WimmerKinderarbeit – Ein Tabu

mandelbaum-Verlag, Wien 2015, 280 Seiten, € 19,90

DORISLUTZ

Wie der Titel verspricht, setzt sich dieses Buch eingehend mit den Mythen und Fakten des Themas Kinderarbeit auseinander. Außer Streit gestellt wird, dass jedenfalls jener Teil der Kinderarbeit in der Exportindustrie, der in Form extremer Ausbeutung bis hin zur Sklaverei vorkommt, auf das Schärfste bekämpft werden muss, weil diese Form der Kinderarbeit den Kindern ihre Kindheit raubt und die Zukunft verbaut. Und es wird auch nicht in Frage gestellt, dass die Ursache für Kinderarmut in der Regel Armut ist.

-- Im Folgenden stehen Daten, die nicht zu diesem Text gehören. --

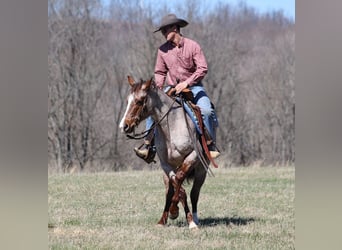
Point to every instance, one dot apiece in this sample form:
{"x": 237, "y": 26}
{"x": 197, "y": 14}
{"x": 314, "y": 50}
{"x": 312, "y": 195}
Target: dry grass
{"x": 239, "y": 208}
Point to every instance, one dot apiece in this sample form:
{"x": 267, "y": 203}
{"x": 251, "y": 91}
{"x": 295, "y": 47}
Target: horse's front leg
{"x": 180, "y": 194}
{"x": 168, "y": 199}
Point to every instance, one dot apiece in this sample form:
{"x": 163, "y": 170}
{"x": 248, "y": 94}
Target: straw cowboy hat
{"x": 171, "y": 19}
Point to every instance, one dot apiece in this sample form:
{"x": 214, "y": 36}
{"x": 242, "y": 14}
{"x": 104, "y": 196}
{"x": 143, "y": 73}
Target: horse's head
{"x": 136, "y": 109}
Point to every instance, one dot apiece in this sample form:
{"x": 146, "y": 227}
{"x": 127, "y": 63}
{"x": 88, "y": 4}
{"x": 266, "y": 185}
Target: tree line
{"x": 93, "y": 47}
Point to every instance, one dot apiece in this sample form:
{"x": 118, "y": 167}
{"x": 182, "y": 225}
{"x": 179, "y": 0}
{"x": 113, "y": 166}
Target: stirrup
{"x": 147, "y": 154}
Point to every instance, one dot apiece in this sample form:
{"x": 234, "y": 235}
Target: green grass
{"x": 239, "y": 208}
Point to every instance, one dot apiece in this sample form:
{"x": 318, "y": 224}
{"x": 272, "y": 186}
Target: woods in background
{"x": 92, "y": 49}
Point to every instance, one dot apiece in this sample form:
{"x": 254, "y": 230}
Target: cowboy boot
{"x": 214, "y": 153}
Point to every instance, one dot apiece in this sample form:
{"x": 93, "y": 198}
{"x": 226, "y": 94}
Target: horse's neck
{"x": 161, "y": 104}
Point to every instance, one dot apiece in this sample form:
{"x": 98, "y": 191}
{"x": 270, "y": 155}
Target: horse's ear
{"x": 130, "y": 81}
{"x": 147, "y": 84}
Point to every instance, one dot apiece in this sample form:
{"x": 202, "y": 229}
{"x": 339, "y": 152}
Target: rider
{"x": 182, "y": 63}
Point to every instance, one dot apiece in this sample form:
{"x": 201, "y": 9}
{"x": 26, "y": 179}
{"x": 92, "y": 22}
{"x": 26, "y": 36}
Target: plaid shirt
{"x": 185, "y": 63}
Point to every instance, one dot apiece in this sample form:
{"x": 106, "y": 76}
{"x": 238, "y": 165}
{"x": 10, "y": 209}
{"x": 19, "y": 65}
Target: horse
{"x": 177, "y": 144}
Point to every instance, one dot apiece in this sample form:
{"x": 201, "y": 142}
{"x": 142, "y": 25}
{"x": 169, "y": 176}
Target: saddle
{"x": 186, "y": 99}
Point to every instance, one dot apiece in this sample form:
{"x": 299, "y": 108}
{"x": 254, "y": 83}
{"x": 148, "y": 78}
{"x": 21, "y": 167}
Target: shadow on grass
{"x": 216, "y": 221}
{"x": 225, "y": 221}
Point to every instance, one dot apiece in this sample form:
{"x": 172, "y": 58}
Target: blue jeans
{"x": 208, "y": 113}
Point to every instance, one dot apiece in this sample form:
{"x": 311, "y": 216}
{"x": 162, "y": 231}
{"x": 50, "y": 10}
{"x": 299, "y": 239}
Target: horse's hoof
{"x": 193, "y": 226}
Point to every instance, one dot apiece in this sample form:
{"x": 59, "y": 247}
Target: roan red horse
{"x": 177, "y": 143}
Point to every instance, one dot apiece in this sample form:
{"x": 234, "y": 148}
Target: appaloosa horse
{"x": 176, "y": 141}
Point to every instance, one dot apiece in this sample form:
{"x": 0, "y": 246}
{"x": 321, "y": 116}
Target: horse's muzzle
{"x": 128, "y": 129}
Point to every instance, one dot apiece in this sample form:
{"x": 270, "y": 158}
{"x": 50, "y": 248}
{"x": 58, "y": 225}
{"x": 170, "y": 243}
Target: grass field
{"x": 239, "y": 208}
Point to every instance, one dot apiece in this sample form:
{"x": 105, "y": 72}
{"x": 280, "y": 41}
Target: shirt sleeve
{"x": 160, "y": 70}
{"x": 201, "y": 66}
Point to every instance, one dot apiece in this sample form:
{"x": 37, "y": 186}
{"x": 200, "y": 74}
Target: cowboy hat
{"x": 171, "y": 19}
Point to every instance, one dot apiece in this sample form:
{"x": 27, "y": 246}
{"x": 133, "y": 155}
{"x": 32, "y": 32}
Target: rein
{"x": 146, "y": 132}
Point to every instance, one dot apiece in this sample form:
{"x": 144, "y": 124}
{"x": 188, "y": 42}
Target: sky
{"x": 261, "y": 6}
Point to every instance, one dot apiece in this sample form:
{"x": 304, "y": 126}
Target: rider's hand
{"x": 180, "y": 86}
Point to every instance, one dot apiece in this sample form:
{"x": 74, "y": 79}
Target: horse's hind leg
{"x": 168, "y": 200}
{"x": 188, "y": 215}
{"x": 195, "y": 191}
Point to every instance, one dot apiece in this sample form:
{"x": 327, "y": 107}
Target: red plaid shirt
{"x": 185, "y": 63}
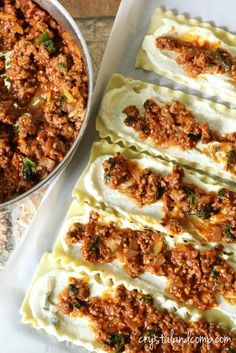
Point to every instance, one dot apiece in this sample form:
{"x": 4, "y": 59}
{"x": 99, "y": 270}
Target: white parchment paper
{"x": 129, "y": 29}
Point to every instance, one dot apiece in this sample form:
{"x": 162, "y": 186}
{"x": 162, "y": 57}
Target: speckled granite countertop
{"x": 95, "y": 19}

Allerdings stellt das Buch einen interessanten Gegenwurf zu dem Bild, das Kampagnen von den schlimmsten Formen der Kinderarbeit (Minenarbeit, Diamantenabbau, Kakaoplantagenernte etc) zeichnen, um damit die Vorstellungen in Industrienationen zu beeinflussen, um dieses Phänomen zum Verschwinden zu bringen. Dabei geht es nicht um Rechtfertigung der ausbeutenden Formen von Kinderarbeit, sondern um Differenzierung. Georg Wimmer wagt also auch einen Blick auf eine Form der Kinderarbeit, bei der es um die Verbesserung der Lebensbedingungen geht oder um die Ermöglichung des Schulbesuches.

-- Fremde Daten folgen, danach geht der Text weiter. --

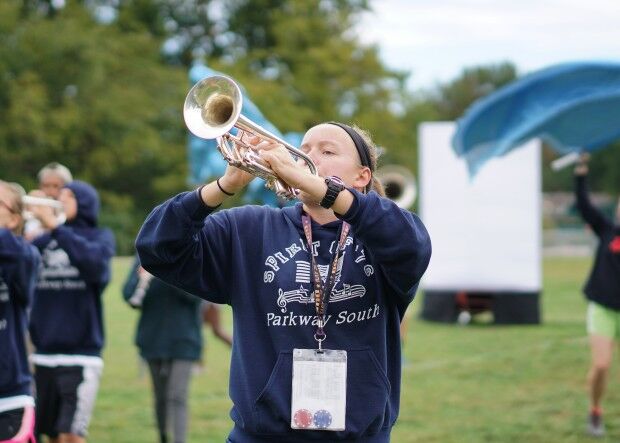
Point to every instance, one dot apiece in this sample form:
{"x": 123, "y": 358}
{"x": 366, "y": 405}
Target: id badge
{"x": 319, "y": 390}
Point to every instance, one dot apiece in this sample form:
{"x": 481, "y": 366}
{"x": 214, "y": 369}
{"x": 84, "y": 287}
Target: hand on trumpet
{"x": 280, "y": 160}
{"x": 46, "y": 214}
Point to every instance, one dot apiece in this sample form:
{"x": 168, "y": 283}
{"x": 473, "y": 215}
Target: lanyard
{"x": 323, "y": 291}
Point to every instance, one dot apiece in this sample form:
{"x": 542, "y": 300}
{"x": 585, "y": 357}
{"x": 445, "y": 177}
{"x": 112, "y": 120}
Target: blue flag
{"x": 573, "y": 107}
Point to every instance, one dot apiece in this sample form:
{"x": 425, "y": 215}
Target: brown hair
{"x": 17, "y": 206}
{"x": 373, "y": 154}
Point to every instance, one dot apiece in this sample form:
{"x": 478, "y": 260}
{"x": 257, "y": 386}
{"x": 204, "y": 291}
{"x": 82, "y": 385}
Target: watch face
{"x": 335, "y": 179}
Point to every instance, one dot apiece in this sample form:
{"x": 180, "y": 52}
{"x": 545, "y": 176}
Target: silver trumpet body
{"x": 212, "y": 109}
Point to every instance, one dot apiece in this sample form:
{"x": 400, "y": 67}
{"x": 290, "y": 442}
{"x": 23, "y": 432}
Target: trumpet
{"x": 59, "y": 210}
{"x": 212, "y": 108}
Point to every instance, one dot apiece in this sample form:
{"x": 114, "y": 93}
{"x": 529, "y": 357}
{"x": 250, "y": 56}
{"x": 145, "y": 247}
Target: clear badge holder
{"x": 319, "y": 393}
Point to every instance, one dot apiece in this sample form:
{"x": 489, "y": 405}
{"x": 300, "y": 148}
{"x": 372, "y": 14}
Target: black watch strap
{"x": 334, "y": 187}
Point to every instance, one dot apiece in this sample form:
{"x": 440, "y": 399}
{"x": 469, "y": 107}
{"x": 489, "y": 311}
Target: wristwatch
{"x": 334, "y": 186}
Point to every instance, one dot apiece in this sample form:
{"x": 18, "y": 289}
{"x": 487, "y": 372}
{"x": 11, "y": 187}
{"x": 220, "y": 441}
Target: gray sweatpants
{"x": 170, "y": 386}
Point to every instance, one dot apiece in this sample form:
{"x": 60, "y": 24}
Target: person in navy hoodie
{"x": 66, "y": 325}
{"x": 322, "y": 285}
{"x": 603, "y": 293}
{"x": 169, "y": 337}
{"x": 18, "y": 271}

Die Kinderarbeit zu verbieten und Unternehmen mit Boykott zu bedrohen, erscheinen als probate Mittel, den Missstand abzustellen. Da Verbote318 und Sanktionen zumeist die billigere Herangehensweise darstellen als die Bewerkstelligung von Möglichkeiten – letzteres kostet zumeist viel Geld –, wird der Versuch unternommen, durch einen ausführlichen und differenzierten Blick in Lebensbedingungen von Kindern, die Kinderarbeit verrichten, deutlich zu machen, dass es die Kinderarbeit nicht gibt.

Interessant ist auch der Blick auf Pervertierungen des eigentlichen Zieles, Kinderarbeit zurückzudrängen, wenn in Touristenorten die Straßen von arbeitenden Kindern „gesäubert“ werden, weil die TouristInnen von deren Anblick verstört werden könnten, oder der Boykott einer Firma, die Kinderarbeit zulässt, zu deren Schließung führt und dadurch für die Kinder auch noch das Wenige wegfällt, was sie zur Verbesserung ihrer Situation erwirtschaften konnten. Sehr spannend sind in diesem Buch die vielen Originalzitate der Kinder, die teilweise im Zuge von Studien oder in diversen nationalen Kinderbewegungen gewonnen wurden. Ein ganzes Kapitel setzt sich mit der Frage auseinander, inwieweit die Sicht der Kinder zu relativieren ist.

Das Buch führt schließlich auch in den Norden und untersucht die Kinderarbeit in den Industriestaaten. Dort ist der Motor für die Arbeit von Kindern eher, soziale Ausgrenzung zu vermeiden als Hunger. Nichtsdestoweniger gibt es auch hier Formen der Kinderarbeit, die den Charakter von Ausbeutungsverhältnissen haben können. Außerdem wird auch ein soziologischer Blick auf die Veränderung der Sichtweisen zum Wohl des Kindes im Lauf der Zeit gelenkt und es wird ein statistischer Vergleich zum Süden versucht. Anregend ist auch der Gedanke, dass man die Beseitigung der Kinderarbeit uU besser durch Formulierung und Durchsetzung von Rechten und Ansprüchen für die arbeitenden Kinder erreichen kann als durch Verbote.

Das letzte Kapitel setzt sich mit der Frage auseinander, was zu tun sei und geht hart mit diversen Praktiken der Verschleierung von Lohn- und Sozialdumping durch Imagewerbekampagnen ins Gericht. Weder Firmen- oder Länder-Boykotte, noch Gütesiegel, noch CSR oder Codes of Conduct helfen per se. Sie müssen mit Bildungs- und Kreditprogrammen, die allen Kindern einer Region nützen, Einflussnahme von Firmen auf Regierungen, sinnvolle Anspruchs- und Schutznormen zu entwickeln (zB Verbot gefährlicher Arbeiten, Recht auf faire Löhne und flexible Arbeitszeiten, um die Arbeit mit dem Schulbesuch vereinbaren zu können), Bezahlung fairer Preise für Subvergaben usw verknüpft werden, um eine positive Wirkung entfalten zu können.

Man mag mit dem Autor nicht in allen Fragen konform gehen, aber das Buch ist in jedem Fall ein wichtiger Beitrag, sich ein differenziertes Bild zum Thema Kinderarbeit zu machen.